Challenges and improvement in management of neonates born to mothers with COVID-19 in China
Jie Yang, Zhuxiao Ren, Lingkong Zeng, Shiwen Xia, Lin Wang, Jiayu Miao, Zhe Zhao, Chuanzhong Yang, Xiuyong Cheng, Huayan Zhang, Yuanfang Zhu, Li Liu, Xirong Gao, Bin Yi, Zhenlang Lin, Wei Liu, Xiaoyu Zhou, Benqing Wu, Ling Chen, Zhankui Li, Xuefeng Zhang, Wei Lu, Lianhong Zhang, Xiao Chen, Xiaoyun Zhong, Falin Xu, Jinhui Wu, Yong Ji, Jiahua Pan, Yanxiang Chen, Carine Ronsmans, Zhichun Feng, on behalf of the Chinese Neonatologist Association
2022, 2(2): 94-102. doi: 10.2478/fzm-2022-0013
Keywords: coronavirus disease 2019, neonates, pregnant women, infection control
  Objective  China was the first country suffering from the SARS-CoV-2 pandemic and one of the countries with stringent mother-neonate isolation measure implemented.
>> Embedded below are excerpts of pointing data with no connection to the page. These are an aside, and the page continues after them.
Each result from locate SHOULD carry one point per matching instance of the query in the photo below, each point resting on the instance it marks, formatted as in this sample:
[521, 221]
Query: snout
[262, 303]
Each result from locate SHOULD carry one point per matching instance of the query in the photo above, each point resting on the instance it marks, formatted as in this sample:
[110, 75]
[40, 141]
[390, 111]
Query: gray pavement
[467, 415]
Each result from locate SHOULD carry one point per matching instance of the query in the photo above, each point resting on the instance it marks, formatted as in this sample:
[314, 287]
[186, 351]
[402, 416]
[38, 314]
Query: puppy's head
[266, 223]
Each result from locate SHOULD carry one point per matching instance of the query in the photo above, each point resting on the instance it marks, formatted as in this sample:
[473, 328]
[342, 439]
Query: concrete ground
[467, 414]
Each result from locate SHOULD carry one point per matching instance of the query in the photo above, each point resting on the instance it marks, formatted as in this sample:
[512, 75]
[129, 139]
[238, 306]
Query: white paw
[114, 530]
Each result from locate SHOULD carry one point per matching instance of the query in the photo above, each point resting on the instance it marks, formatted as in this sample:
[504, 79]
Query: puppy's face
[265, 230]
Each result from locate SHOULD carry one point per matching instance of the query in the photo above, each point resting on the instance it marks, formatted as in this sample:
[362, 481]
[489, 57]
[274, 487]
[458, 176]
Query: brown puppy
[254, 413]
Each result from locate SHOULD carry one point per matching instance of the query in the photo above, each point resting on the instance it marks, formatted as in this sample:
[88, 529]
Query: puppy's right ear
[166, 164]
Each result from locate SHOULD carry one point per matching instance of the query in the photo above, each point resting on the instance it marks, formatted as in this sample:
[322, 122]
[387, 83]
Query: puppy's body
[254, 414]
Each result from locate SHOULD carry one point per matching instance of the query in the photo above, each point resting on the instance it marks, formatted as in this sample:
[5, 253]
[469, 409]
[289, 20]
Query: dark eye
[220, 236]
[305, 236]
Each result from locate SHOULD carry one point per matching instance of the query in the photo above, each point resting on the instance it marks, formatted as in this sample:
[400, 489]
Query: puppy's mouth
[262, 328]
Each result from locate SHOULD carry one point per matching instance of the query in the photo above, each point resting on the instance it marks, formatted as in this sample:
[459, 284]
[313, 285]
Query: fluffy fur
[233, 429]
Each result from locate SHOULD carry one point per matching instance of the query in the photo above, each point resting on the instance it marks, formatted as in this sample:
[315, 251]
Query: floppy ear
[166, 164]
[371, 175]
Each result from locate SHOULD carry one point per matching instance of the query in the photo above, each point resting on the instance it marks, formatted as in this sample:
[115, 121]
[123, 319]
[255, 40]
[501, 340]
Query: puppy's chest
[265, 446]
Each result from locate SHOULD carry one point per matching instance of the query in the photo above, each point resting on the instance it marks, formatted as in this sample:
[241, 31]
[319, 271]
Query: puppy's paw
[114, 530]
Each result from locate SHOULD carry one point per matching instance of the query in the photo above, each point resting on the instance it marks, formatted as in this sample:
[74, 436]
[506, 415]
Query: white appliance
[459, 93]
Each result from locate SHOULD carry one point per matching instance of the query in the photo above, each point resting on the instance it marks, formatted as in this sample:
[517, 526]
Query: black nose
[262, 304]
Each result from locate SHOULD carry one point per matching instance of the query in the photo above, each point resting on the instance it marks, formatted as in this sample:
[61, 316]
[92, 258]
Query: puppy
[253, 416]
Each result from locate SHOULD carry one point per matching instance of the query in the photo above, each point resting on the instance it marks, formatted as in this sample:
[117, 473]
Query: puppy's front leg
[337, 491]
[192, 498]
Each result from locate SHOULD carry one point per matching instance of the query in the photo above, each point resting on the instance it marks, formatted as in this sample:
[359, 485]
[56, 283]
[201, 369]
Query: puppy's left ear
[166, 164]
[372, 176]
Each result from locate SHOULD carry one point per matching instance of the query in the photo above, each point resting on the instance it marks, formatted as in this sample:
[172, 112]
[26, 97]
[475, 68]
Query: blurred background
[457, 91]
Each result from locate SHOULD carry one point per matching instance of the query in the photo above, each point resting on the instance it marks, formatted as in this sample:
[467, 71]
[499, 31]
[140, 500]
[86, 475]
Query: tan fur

Now increasing evidence suggests that coronavirus disease 2019 (COVID-19) should not be taken as an indication for formula feeding or isolation of the infant from the mother.  Methods  We conducted a retrospective cohort study in 44 hospitals from 14 provinces in China to investigate the management of neonates whose mothers have confirmed or suspected COVID-19. In addition, 65 members of Chinese Neonatologist Association (CNA) were invited to give their comments and suggestions on the clinical management guidelines for high-risk neonates.  Results  There were 121 neonates born to 118 mothers suspected with COVID-19 including 42 mothers with SARS-CoV-2 positive results and 76 mothers with SARS-CoV-2 negative results. All neonates were born by caesarean section, isolated from their mothers immediately after birth and were formula-fed. Five neonates were positive for SARSCoV-2 at initial testing between 36 and 46 h after birth. Regarding the confusion on the clinical management guidelines, 58.78% of the newborns were put into isolation, 32.22% were subject to PCR tests, and 5.16% and 2.75% received breastfeeding and vaccination, respectively.  Conclusion  The clinical symptoms of neonates born to mothers with confirmed SARS-CoV-2 were mild, though five neonates might have been infected in utero or during delivery. Given the favorable outcomes of neonates born to COVID-confirmed mothers, full isolation may not be warranted. Rather, separation of the mother and her newborn should be assessed on a case-by-case basis, considering local facilities and risk factors for adverse outcomes, such as prematurity and fetal distress.